Sonntag, 26. Mai 2019

Bargeld stilvoll unterbringen Neues von der Börse

2. Teil: Irgendwie ist bezahlen ohnehin vulgär

Bleibt die Frage, was eigentlich die adäquate Form ist, sein Geld diskret und geschmackvoll bei sich zu tragen. Die einfachste Antwort ist sicher: Ein wahrer Gentleman zahlt mit seinem guten Namen und lässt anschreiben. Irgendwie ist bezahlen ohnehin vulgär. Zur Not kann man diese lästige Beschäftigung auch seinem Assistenten, Privatsekretär oder - so vorhanden - Kammerdiener überlassen. Gleichwohl ist die permanente Gegenwart eines solchen Faktotums auch etwas lästig, vollkommen abgesehen davon, dass für den durchschnittlichen Arbeitnehmer die Anschaffung einer ordentlichen Geldbörse ungleich günstiger ist.

Am Anfang aller Geldbörsen stand der Lederbeutel. Dort konnte man seine Muscheln unterbringen, wertvolle Steine oder schließlich Münzen. Die soll der berüchtigte König Krösus das erste Mal in Umlauf gebracht haben. Neben einem Geldbeutel führte man später dann auf Reisen eine Brieftasche mit sich, für Briefe und andere wichtige Papiere.
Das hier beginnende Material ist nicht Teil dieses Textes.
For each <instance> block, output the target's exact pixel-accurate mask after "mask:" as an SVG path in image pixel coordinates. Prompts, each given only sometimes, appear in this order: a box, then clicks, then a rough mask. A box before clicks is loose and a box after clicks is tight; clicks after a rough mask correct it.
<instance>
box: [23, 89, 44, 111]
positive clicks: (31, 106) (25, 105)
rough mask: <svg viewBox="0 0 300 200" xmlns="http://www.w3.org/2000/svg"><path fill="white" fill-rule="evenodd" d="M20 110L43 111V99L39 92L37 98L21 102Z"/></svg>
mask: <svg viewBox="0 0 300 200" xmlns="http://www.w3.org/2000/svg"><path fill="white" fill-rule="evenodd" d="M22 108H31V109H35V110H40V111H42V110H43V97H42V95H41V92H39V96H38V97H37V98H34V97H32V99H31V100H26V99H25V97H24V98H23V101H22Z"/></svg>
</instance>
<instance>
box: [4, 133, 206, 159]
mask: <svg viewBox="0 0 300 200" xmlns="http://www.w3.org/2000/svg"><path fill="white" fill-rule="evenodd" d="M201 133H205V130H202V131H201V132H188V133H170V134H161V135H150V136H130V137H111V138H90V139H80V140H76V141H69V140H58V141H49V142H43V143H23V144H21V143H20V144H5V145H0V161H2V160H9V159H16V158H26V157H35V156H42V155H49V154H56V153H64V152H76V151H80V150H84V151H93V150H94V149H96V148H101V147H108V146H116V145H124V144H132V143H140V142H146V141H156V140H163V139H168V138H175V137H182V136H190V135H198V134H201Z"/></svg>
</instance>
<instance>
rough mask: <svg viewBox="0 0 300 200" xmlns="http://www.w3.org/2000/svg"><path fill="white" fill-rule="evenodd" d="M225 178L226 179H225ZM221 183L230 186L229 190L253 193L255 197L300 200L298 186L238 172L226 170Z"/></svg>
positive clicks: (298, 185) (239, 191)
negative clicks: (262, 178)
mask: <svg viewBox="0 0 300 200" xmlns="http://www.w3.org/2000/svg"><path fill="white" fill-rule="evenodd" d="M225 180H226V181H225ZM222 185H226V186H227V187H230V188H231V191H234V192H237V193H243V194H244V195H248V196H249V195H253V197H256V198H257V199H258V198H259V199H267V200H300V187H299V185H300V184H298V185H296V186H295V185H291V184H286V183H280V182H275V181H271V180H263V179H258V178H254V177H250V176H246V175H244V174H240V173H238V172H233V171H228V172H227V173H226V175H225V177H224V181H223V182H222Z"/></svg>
Die Einführung des Portemonnaies in unserem modernen Sinne hängt mit zwei kulturellen Entwicklungen zusammen: dem Entstehen städtischer, bürgerlicher Kleidungskultur im 19. Jahrhundert und der Einführung der Banknote im selben Zeitraum. Versuche, Papiergeld einzuführen, gab es zwar schon früher, im großen Stil setzte sich die hübsch bedruckten Scheinchen aber erst Anfang des 20. Jahrhunderts durch. Im Deutschen Reich etwa konnten erst ab 1909 Banknoten jederzeit gesetzlich garantiert in Goldmünzen umgetauscht werden.

Einen erheblichen Effekt auf die jeweilige Portemonnaie-Kultur hat die Stückelung der Banknoten. Das beste Beispiel sind die Vereinigten Staaten, die neben Ein-Dollar-Münzen auch den gleichwertigen Schein ausgeben, umgerechnet also Banknoten im Wert von etwa 76 Cent. Naheliegend, dass Münzgeld hier eine geringere Rolle spielt als in Europa.

Das Münzgeld wird gern einfach verschenkt

Hinzu kommt die amerikanische Verliebtheit in die Kreditkarte. Das Ergebnis ist das klassische amerikanische Wallet, in seiner radikalsten Form ausschließlich mit Fächern für Plastikkarten versehen, in der gemäßigten Variante mit einem Fach für Papiergeld oder einer eingebauten Geldklammer. Das Münzgeld lässt man dabei lässig in den Hosentaschen klimpern - oder verschenkt es einfach.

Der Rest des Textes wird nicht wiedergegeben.